TACTIVE-U: A Study to Learn About the Study Medicine (Vepdegestrant) When Given With Other Medicines in People With Advanced or Metastatic Breast Cancer (Sub-Study A)
Purpose
The purpose of this clinical trial is to learn about the safety and effects of the study medicine (called ARV-471) when given together with other medicines for the potential treatment of advanced or metastatic breast cancer. This study is seeking participants who have breast cancer that: - is advanced, may have spread to other organs (metastatic) and cannot be fully treated by surgery or radiation therapy - is sensitive to hormonal therapy (it is called estrogen receptor positive); and - is no longer responding to previous treatments This study is divided into separate sub-studies. For Sub-Study A: All participants will receive ARV-471 and a medicine called abemaciclib. ARV-471 will be given by mouth, at home, 1 time a day. Abemaciclib will be given by mouth, at home, 2 times a day. We will examine the experiences of people receiving the study medicines. This will help us determine if the study medicines are safe and effective. Participants will continue to take ARV-471 and abemaciclib until their cancer is no longer responding, or side effects become too severe. They will have visits at the study clinic about every 4 weeks.
Condition
- Breast Cancer
Eligibility
- Eligible Ages
- Over 18 Years
- Eligible Genders
- All
- Accepts Healthy Volunteers
- No
Inclusion Criteria
- histological or cytological diagnosis of ER+ and HER2- advanced/metastatic breast cancer that is not amendable to surgical resection with curative intent (≥1% ER+ stained cells on the most recent tumor biopsy). - prior anticancer therapies: at least 1 and no more than 2 lines of prior therapies for advanced/metastatic disease; 1 line of any CDK4/6 inhibitor-based regimen is required (independent of the setting eg, adjuvant or advanced/metastatic) - at least 1 measurable lesion as defined by RECIST v1.1. - ECOG PS ≤1.
Exclusion Criteria
- visceral crisis at risk of life-threatening complications in the short term - known history of drug-induced pneumonitis or other significant symptomatic deterioration of lung functions. - newly diagnosed brain metastases, or symptomatic CNS metastases, carcinomatous meningitis, or leptomeningeal disease.
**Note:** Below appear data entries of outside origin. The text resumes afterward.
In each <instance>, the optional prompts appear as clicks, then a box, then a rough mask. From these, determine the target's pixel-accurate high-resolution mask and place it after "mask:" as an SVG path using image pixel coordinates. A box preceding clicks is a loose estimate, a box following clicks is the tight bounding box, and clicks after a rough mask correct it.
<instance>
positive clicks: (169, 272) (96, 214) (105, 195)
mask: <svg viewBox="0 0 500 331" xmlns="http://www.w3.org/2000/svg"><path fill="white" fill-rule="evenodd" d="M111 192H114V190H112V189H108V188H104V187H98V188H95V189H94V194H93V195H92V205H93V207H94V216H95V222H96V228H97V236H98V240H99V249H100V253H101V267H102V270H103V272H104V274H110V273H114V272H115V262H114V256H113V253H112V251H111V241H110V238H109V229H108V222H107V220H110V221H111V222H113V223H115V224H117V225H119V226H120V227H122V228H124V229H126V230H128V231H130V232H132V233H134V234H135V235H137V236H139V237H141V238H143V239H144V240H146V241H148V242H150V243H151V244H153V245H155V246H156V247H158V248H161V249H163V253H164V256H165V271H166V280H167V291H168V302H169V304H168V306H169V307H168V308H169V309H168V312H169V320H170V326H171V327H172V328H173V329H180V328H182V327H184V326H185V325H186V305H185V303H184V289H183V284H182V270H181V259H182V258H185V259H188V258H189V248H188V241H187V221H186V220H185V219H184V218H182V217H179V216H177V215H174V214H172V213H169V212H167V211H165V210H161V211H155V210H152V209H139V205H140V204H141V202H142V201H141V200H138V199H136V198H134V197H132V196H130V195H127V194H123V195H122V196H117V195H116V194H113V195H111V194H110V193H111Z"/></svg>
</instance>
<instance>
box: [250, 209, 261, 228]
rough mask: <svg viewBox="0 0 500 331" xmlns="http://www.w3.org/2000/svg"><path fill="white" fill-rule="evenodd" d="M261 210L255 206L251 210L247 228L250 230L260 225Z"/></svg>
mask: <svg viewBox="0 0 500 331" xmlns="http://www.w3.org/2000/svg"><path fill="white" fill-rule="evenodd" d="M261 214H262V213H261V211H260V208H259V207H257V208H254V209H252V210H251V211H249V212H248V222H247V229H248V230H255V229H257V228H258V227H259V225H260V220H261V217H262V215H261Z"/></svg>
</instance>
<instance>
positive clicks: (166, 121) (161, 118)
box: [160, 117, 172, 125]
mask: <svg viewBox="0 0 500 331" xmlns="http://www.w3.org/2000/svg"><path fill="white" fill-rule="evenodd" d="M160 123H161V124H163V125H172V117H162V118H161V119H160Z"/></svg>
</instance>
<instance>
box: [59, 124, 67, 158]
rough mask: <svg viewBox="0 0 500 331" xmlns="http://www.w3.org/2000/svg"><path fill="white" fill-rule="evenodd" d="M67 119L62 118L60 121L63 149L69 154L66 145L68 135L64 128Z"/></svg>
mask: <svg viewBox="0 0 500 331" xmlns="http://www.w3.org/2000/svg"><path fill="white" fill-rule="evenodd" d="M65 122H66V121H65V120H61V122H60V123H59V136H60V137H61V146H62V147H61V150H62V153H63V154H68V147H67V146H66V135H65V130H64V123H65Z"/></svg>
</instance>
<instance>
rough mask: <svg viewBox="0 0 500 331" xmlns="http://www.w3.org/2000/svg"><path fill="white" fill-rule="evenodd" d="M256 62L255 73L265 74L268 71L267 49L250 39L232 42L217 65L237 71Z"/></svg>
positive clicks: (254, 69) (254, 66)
Participants with a history of CNS metastases or cord compression are eligible if they have been definitively treated, clinically stable and discontinued anti-seizure medications and corticosteroids for at least 14 days prior to enrollment in the study. - history of any other tumor malignancies within the past 3 years, except for the following: (1) adequately treated basal or squamous cell carcinoma of the skin; (2) curatively treated in situ carcinoma of the cervix. - inflammatory breast cancer - impaired cardiovascular function or clinically significant cardiovascular diseases - concurrent administration of medications, food, or herb supplements that are strong inhibitors and strong/moderate inducers of CYP3A and drugs known to predispose to Torsade de Pointes or QT interval prolongation. - renal impairment, not adequate liver function and/or bone marrow function - known active infection
Study Design
- Phase
- Phase 1/Phase 2
- Study Type
- Interventional
- Allocation
- N/A
- Intervention Model
- Sequential Assignment
- Intervention Model Description
- Phase 1b will use an escalation/de-escalation approach to determine the RP2D of ARV-471 when administered in combination with abemaciclib. The decision to de-escalate the starting dose levels of ARV 471 will be using mTPI-2 decision criteria based on the number of DLT-evaluable participants and the number of DLTs in those participants during the DLT observation period (Cycle 1 [first 28 days]). Phase 2 will further evaluate the preliminary antitumor activity and safety of the combination RP2D.
- Primary Purpose
- Treatment
- Masking
- None (Open Label)
Arm Groups
Arm | Description | Assigned Intervention |
---|---|---|
Experimental ARV-471 in combination with Abemaciclib |
ARV-471 administered orally once daily (QD) and Abemaciclib orally twice daily (BID) on 28-day cycle |
|
Recruiting Locations
Boston, Massachusetts 02114
More Details
- Status
- Recruiting
- Sponsor
- Pfizer
Detailed Description
C4891006 is a sub-study from the Umbrella platform, TACTIVE-U, comprising multiple sub-studies that independently evaluate ARV-471 in participants with Estrogen Receptor Positive (ER+) Advanced or Metastatic Breast Cancer (A/MBC). ARV-471 will act as the backbone therapy given in combination with other anticancer agents thought to have clinical relevance in ER+ breast cancer.